RADAR bietet freien Zugang zu allen publizierten Daten an.
Für den Zugang zu archivierten Daten muss durch den Datengeber (Kurator) ein Zugang gewährt werden. Dafür ist eine vorherige kostenlose Registrierung als RADAR-Nutzer erforderlich. Nach erfolgter Freigabe des entsprechenden Benutzers können die archivierten Daten angezeigt und heruntergeladen werden.
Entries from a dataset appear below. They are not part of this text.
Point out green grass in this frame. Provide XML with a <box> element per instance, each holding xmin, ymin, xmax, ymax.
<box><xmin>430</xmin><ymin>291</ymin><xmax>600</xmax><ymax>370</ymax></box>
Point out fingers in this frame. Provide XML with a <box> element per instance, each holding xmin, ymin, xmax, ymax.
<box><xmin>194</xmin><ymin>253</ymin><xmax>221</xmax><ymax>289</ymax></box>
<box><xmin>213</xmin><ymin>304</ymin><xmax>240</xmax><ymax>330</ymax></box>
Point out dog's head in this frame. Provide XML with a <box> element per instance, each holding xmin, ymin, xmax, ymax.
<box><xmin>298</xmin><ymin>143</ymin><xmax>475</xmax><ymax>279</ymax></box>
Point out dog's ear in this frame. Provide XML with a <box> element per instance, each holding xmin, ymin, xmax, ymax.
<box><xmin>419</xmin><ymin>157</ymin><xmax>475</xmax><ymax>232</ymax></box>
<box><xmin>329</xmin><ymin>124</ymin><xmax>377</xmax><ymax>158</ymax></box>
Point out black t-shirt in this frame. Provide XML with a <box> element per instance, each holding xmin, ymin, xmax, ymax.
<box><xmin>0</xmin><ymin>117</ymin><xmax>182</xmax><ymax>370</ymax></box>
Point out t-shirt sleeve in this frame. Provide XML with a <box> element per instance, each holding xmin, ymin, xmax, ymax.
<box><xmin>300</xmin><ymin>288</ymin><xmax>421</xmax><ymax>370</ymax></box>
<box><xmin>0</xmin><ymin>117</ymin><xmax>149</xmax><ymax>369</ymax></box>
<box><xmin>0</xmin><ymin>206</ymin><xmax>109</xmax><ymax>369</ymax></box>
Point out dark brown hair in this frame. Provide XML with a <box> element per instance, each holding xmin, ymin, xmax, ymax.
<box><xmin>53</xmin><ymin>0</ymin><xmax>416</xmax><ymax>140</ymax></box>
Die Kosten für die Archivierungs- und Publikationsservices von RADAR werden durch die Administratoren (Vertragspartner) getragen. RADAR bietet die Optionen einer jährlichen Bezahlung an. Dabei werden die Daten während der Vertragslaufzeit von RADAR archiviert bzw. publiziert. Die Kosten sind abhängig vom benötigten Datenvolumen und von der Länge der Aufbewahrungszeit. RADAR ermutigt Wissenschaftler die Kostenschätzung in Förder- bzw. Drittmittelanträge zu integrieren, um die Finanzierung für die Datenarchivierung und -publikation durch RADAR zu sichern.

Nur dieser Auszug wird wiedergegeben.